Kemarin Butet dan saya sempat berbincang. Membandingkan di umur berapa saya dan papanya membiarkan abangnya ke luar jalan bersama teman-temannya tanpa pengawasan?

Ingat-ingat, sepertinya di 3e (setingkat kelas 9) Ucok baru jalan sendiri ke kota. Beda dengan Butet yang dari 5e pun sudah kami lepas bersama teman-temannya...

Kalau Ucok lebih lambat, rasanya bukan karena kami larang. Tapi memang karena anaknya sendiri tidak meminta... Bukan jalan-jalan di luar, Ucok lebih sering mengundang teman ke rumah. Kadang dia ke rumah temannya. Sering kali masih kali antar. Untuk pulangnya, kadang dijemput, kadang sendiri. Tergantung lokasi rumahnya juga. Ucok sendiri sudah pulang-pergi le sekolah tanpa pendampingan. Naik bus dengan mandirinya lepas satu bulan kami antar-jemput...

Pertama kali Butet jalan bareng teman-temannya tanpa dampingan, seingat saya adalah di akhir tahun 6e (setingkat kelas 6 SD)-nya.
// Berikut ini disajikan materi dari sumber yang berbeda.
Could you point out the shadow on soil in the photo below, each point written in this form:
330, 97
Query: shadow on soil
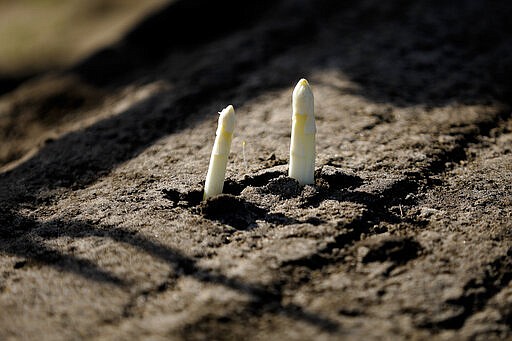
425, 52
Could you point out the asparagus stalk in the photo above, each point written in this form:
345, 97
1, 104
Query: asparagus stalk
302, 147
219, 158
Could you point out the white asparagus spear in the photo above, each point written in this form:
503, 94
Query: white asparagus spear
220, 152
302, 147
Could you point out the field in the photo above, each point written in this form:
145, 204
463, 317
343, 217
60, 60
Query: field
406, 234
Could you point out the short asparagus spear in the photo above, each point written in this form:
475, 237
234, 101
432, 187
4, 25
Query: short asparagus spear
219, 158
302, 147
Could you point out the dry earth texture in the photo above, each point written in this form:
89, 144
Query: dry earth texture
407, 233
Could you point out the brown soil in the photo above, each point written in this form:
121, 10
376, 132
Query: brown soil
407, 233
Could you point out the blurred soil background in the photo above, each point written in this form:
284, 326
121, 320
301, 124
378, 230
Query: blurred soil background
107, 117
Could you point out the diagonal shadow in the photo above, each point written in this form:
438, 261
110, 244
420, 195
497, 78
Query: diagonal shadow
265, 298
398, 52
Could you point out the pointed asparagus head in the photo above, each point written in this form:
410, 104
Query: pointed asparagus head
226, 120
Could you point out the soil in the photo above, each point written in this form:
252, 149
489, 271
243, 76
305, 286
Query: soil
406, 234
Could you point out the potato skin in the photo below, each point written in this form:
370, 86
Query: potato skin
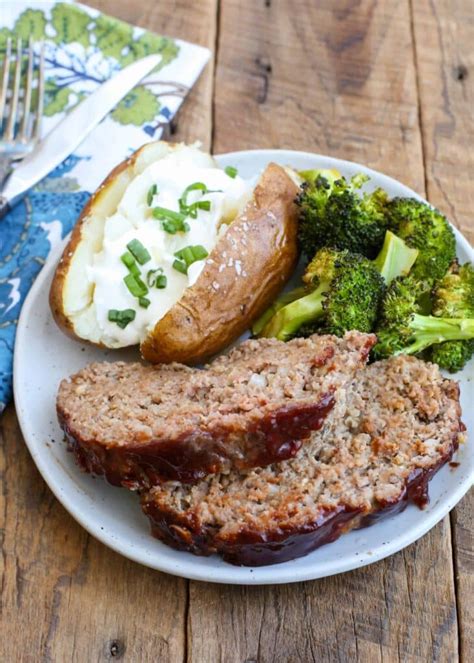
242, 276
56, 293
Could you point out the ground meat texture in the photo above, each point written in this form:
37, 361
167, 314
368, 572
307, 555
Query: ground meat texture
253, 406
399, 423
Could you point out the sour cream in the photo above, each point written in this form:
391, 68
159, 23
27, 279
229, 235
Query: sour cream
134, 220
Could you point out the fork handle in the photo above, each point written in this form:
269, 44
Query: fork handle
4, 206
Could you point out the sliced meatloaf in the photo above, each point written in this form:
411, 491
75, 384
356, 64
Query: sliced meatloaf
400, 423
137, 424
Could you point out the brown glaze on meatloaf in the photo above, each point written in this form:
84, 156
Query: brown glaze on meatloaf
254, 406
399, 424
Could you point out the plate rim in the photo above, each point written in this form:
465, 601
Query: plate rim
270, 573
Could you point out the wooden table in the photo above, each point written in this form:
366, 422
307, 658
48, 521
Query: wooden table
388, 84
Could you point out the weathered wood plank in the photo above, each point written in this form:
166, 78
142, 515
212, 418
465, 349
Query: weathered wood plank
64, 596
339, 80
335, 78
444, 33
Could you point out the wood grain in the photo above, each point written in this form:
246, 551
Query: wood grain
64, 596
380, 82
352, 94
444, 33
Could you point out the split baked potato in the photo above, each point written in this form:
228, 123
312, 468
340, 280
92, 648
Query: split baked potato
176, 254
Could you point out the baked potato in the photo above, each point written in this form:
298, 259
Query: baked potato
176, 254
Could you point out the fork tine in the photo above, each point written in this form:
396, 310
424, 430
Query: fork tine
40, 101
5, 77
10, 131
27, 94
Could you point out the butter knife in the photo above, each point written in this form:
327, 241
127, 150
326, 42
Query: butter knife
71, 131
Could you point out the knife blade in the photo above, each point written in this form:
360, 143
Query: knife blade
71, 131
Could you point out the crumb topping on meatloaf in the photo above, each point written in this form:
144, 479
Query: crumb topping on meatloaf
399, 422
248, 408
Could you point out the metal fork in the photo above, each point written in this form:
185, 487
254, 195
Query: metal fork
20, 123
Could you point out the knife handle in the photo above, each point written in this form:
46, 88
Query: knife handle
4, 207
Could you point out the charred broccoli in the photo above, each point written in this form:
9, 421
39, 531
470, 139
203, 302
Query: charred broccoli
395, 258
454, 297
402, 329
343, 292
334, 213
426, 229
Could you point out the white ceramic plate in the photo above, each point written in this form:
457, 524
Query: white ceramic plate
43, 356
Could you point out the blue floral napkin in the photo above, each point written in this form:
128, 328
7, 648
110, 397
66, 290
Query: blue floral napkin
83, 49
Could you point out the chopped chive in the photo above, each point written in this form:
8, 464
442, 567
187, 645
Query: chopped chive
135, 285
152, 191
187, 256
138, 251
161, 281
152, 275
180, 266
129, 262
171, 221
231, 171
156, 278
169, 226
199, 252
196, 186
121, 318
165, 213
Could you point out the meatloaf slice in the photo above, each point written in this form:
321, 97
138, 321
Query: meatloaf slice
137, 424
400, 423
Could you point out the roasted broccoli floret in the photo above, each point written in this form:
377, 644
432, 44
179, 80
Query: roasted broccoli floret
454, 297
335, 213
424, 228
343, 292
395, 259
402, 329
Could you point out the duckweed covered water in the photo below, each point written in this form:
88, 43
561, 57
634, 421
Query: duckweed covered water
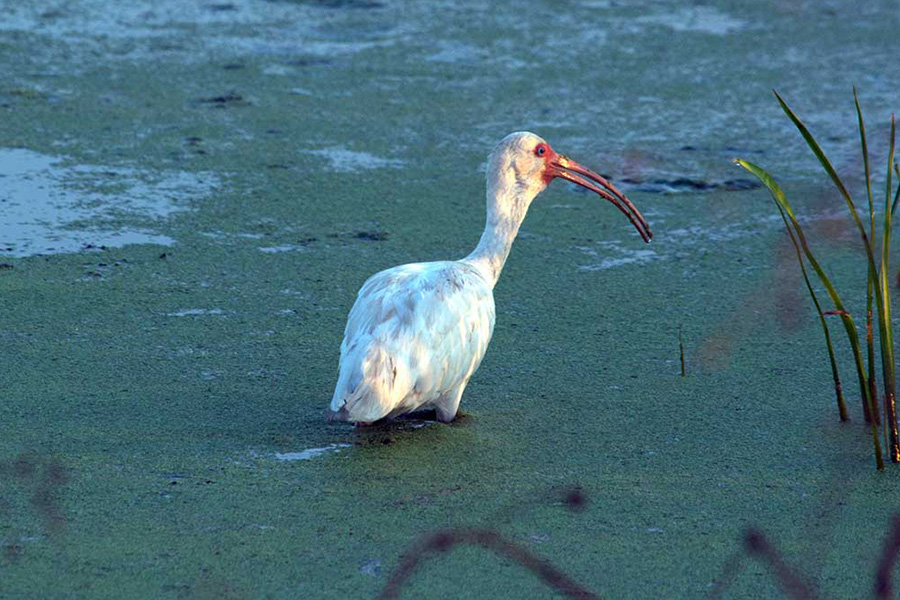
183, 330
Jalan ke kota bersama sahabat-sahabatnya. Kami ijinkan, karena waktu itu kami masih positif pindah ke Singapura. Kalau tidak ada rencana kepindahan, apakah kami ijinkan ke luar tanpa dampingan? Apakah sekarang dia bisa bebas jalan-jalan bersama teman? Entahlah...

Masuk SMA, Ucok banyak keluar rumah bersama teman-temannya. Dari sekedar nonton film di bioskop, makan siang, ke pantai, sampai liburan menginap di gunung. Semua dengan ijin dan detil siapa yang ikut. Ucok sudah biasa langsung menyodorkan data-data pendukung dikeluarkannya ijin. Dan dia sudah hafal batasan-batasan apa yang kami pegang...

Kapan kami membiarkan Butet menginap di luar rumah? Sudah pernah semalam di rumah seorang temannya. Saya agak menyesal. Saya tak mengenal sama sekali orang tuanya. Dan ternyata kedua gadis kecil ditinggalkan di rumah berdua saja sepanjang hari. Si ibu kerja sampai malam. Mereka makan makanan siap saji yang hanya dipanaskan di micro wave saja. Temannya bahkan tidak punya kamar! Mereka tidur di tenda yang dipasang di ruang tamu. Herannya, anak ini sering mengundang teman. Dan memang karena itu saya memercayakan Butet menginap di sana...

Memang sepertinya mengenal pengundang adalah kunci. Mengenalnya hingga tak ragu untuk menawari membawakan makanan, misalnya, saat melepas anak kita... Saya ingat hendak membekali Butet dengan ayam ungkep atau kue buatan sendiri tapi urung. Padahal kalau dia ke rumah sahabatnya sesiangan saja, hampir pasti saya bekali sekedar kudapan...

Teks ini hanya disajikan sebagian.